3.6100 sayılı Kanun’un 33 üncü maddesi gereğince olayları açıklamak taraflara, hukuki nitelendirmeyi yapmak ve olaya uygun yasa maddelerine göre uyuşmazlığı çözmek hakime aittir . 4721 sayılı Kanun’un 39 uncu maddesi ve 5490 sayılı Kanun’nun 36 ncı maddesinin birinci fıkrası gereğince nüfus kütüklerindeki doğru olmayan kayıtların düzeltilmesi için mahkemeden karar alınması zorunludur. İşte bu noktada, nüfus kütüğünde yer alan doğru olmayan kayıtlar, ilgilileri veya Cumhuriyet savcısı tarafından açılacak olan kayıt düzeltme davası ile gerçek durumuna uygun hale getirilebilir ki, bu dava uygulamada nüfus kaydının düzeltilmesi davası olarak adlandırılmakta olup zamanaşımı ve hak düşürücü süreye bağlı olmayan nüfus kaydının düzeltilmesine ilişkin davalarda, her türlü kanıta başvurulabilir.

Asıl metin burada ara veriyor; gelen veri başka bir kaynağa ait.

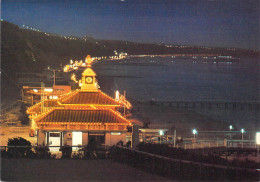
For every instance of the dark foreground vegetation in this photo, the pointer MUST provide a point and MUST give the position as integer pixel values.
(179, 169)
(177, 164)
(24, 50)
(193, 155)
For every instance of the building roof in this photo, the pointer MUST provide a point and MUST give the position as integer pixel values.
(47, 104)
(93, 98)
(64, 116)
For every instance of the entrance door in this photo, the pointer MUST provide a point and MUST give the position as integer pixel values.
(76, 139)
(54, 140)
(97, 139)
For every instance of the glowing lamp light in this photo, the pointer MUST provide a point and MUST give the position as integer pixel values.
(194, 131)
(161, 132)
(258, 138)
(242, 130)
(117, 95)
(48, 90)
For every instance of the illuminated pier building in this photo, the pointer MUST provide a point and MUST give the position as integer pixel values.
(80, 116)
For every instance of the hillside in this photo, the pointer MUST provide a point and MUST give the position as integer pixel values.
(26, 50)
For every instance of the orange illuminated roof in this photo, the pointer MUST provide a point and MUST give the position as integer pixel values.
(94, 98)
(82, 116)
(47, 103)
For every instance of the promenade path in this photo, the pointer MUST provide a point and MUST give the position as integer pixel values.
(71, 170)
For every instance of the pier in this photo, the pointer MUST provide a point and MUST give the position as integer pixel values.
(236, 105)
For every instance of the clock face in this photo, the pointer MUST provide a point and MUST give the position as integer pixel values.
(89, 80)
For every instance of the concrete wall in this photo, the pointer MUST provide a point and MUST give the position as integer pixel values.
(111, 140)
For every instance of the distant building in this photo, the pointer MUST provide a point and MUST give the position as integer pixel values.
(34, 94)
(80, 116)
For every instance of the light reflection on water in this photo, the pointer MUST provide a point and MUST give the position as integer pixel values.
(177, 81)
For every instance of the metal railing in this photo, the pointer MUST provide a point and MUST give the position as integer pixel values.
(182, 169)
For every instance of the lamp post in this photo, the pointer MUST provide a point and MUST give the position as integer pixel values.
(194, 131)
(242, 131)
(230, 128)
(161, 134)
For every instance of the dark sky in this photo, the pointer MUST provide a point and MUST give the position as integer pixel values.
(217, 23)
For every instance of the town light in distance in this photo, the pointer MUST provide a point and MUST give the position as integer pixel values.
(161, 132)
(194, 131)
(257, 138)
(230, 127)
(242, 130)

4.Nüfus kayıtlarının düzenli ve gerçeğe uygun olarak tutulması kamu düzeni ile yakından ilgilidir. Nüfus kayıtlarının düzeltilmesine ilişkin davalarda, mahkemelerin hiçbir kuşku ve duraksamaya neden olmaksızın doğru sicil oluşturmak zorunluluğu bulunmaktadır. Bu bakımdan hakim resen araştırma ilkesinin sonucu olarak kendiliğinden delil toplama yetkisine sahiptir. O halde Mahkemece yapılacak iş, davanın nüfus kaydının düzeltilmesi davası olduğu gözetilerek, genel hükümler çerçevesinde değerlendirme yapılarak, dayanılan tüm delillerin toplanılarak, tanıkların dinlenilmesi gerekli görülmesi halinde gerçeğe ulaştıracak şekilde DNA testi yaptırılıp davacının muris’i …’un annesinin … (…) olup olmadığının tespiti; mümkün değilse aynı annesel soydan gelip gelmediklerinin tespitinin yapılarak sonucu uyarınca bir karar verilmesi gerekirken, hatalı gerekçe ve eksik inceleme ile davanın reddine karar verilmesi doğru olmayıp bozmayı gerektirmiştir.

V. KARAR
Açıklanan sebeple;
Temyiz olunan Mahkeme kararının yukarıda gösterilen sebeple BOZULMASINA,

Peşin alınan temyiz karar harcının istek halinde temyiz edene iadesine,

Dosyanın Mahkemesine gönderilmesine,

Kararın tebliğinden itibaren 15 gün içerisinde karar düzeltme yolu açık olmak üzere,

12.04.2023 tarihinde oy birliği ile karar verildi.